Склонившись над тетрадью, я шустро записал все услышанное.

— Начнем с ритуала призыва, — сказал Ромидаль, убедившись, что я закончил. — После того как мы надели на голову покойного металлический обод, следует прочесть стихотворение, возвращающее душу в мир живых. Открывай кавычки и записывай…

Когда он, откашлявшись, начал, я на время забыл о конспекте. Приоткрыв рот, я смотрел на учителя, с чувством декламирующего заклинание призыва.
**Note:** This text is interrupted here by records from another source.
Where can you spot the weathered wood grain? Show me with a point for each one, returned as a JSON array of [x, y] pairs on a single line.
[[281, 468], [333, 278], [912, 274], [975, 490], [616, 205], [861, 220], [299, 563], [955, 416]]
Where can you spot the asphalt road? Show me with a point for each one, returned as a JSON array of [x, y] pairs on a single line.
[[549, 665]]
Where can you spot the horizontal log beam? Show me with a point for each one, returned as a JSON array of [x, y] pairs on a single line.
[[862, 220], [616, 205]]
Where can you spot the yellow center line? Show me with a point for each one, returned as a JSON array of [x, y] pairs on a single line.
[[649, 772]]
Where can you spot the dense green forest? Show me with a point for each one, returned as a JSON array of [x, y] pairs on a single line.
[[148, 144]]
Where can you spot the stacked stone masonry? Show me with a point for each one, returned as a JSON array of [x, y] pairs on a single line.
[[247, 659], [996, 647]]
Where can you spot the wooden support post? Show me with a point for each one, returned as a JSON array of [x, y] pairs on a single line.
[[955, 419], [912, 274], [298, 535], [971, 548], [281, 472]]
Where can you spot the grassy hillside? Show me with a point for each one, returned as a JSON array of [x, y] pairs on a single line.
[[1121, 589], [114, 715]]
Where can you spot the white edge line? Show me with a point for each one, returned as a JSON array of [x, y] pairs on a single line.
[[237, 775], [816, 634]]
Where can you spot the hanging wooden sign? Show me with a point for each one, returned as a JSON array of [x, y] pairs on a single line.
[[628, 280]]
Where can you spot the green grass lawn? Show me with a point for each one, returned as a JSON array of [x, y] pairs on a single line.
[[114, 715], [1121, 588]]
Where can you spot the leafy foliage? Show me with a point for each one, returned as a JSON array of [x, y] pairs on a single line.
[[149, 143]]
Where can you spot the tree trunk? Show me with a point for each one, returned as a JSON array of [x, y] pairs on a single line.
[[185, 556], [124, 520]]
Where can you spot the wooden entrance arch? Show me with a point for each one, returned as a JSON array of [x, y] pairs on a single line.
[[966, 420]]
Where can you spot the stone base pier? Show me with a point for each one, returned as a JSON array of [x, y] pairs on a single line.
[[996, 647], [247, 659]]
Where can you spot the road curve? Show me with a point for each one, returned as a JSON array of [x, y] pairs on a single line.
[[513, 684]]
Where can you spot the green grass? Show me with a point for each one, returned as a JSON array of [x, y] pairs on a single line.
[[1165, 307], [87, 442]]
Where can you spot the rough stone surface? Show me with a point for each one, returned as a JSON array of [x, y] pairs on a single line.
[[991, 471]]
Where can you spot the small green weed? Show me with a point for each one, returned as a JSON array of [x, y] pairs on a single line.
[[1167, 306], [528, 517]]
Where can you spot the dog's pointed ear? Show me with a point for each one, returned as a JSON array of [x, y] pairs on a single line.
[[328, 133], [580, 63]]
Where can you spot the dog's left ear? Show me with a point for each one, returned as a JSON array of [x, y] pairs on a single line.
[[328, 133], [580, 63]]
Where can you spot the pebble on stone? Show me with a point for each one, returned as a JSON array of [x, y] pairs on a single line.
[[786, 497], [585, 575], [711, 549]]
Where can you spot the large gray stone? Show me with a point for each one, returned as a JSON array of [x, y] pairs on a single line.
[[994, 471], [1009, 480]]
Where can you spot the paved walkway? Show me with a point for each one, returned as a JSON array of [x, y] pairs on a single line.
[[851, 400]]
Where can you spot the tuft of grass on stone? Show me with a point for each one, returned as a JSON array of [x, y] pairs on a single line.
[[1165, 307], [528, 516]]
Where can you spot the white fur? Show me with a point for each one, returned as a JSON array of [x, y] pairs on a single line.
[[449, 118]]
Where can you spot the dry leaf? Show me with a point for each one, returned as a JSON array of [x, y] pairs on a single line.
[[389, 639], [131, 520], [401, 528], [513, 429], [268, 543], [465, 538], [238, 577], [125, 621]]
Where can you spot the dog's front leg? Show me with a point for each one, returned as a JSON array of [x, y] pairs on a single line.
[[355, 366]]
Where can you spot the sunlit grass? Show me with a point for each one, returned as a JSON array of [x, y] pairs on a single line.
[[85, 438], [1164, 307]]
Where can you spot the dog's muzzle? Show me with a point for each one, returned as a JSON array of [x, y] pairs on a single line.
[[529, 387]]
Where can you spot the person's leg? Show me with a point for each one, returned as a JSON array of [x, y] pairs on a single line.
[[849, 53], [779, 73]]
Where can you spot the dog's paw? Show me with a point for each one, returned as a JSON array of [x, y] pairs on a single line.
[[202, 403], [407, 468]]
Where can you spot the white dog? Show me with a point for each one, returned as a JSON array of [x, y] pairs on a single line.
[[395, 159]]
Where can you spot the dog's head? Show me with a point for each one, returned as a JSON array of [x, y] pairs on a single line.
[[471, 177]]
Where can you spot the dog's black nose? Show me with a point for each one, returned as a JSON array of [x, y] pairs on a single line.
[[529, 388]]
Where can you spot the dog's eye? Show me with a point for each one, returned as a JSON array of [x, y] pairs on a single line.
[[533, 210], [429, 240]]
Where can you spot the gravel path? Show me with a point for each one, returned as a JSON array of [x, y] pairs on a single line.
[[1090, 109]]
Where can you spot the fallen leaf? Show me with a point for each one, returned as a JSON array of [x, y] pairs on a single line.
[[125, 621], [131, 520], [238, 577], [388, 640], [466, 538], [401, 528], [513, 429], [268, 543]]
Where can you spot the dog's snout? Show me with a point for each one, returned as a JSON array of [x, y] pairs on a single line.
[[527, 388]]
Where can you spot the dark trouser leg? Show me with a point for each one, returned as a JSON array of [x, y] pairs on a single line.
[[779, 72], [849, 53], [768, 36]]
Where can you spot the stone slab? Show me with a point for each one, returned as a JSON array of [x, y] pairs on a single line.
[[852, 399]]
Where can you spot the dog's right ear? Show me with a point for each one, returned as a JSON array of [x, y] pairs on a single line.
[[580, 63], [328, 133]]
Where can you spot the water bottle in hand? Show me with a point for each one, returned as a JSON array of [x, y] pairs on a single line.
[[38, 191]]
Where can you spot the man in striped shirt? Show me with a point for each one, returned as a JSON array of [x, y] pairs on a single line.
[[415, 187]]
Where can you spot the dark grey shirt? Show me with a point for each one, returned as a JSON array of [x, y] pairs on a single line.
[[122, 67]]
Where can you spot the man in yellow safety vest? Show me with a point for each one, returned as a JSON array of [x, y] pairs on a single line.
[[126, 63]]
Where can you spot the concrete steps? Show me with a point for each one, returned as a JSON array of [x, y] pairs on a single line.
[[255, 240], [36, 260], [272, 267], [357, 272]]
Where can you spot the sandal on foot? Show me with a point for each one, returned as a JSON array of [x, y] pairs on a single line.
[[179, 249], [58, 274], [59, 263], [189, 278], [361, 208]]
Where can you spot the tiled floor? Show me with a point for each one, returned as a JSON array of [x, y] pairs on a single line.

Тот урок запомнился мне лучше других.

* * *

Бак Хорник, он же Бычара, запахнув халат, вышел из ванной комнаты. При этом он напевал незамысловатую песенку, услышанную во время обязательной вечерней прогулки, которую Бак совершал каждый день вне зависимости от погоды.

В то утро Хорник ждал крайне любопытную посылку от некоего мистера Паркстона, совершенно случайно названного родителями в честь города на севере Черники. Кроме того — опять же, по счастливой случайности — мистер Паркстон, как и Хорник, безумно любил лакомиться поздней черешней, а еще угощать ею своих друзей, одним из которых являлся Бак.

Недавняя операция «Обведи Пересмешника вокруг пальца» завершилась оглушительным успехом. Всего-то и надо было подменить накладные, чтобы вместо нескольких фунтов сельди получить груз черешни «с сюрпризом». Алекс, надо думать, рвет и мечет. Еще бы! Он-то мечтал об артефакте, а в итоге получил гору вонючей рыбы.

Ах да, не только. Помимо рыбы ему досталось еще несколько поощрительных призов: встреча с ударным отрядом «ураганов» и ночь в уютной камере полицейского управления с последующим допросом — разве не об этом грезит каждый уважающий себя мафиози?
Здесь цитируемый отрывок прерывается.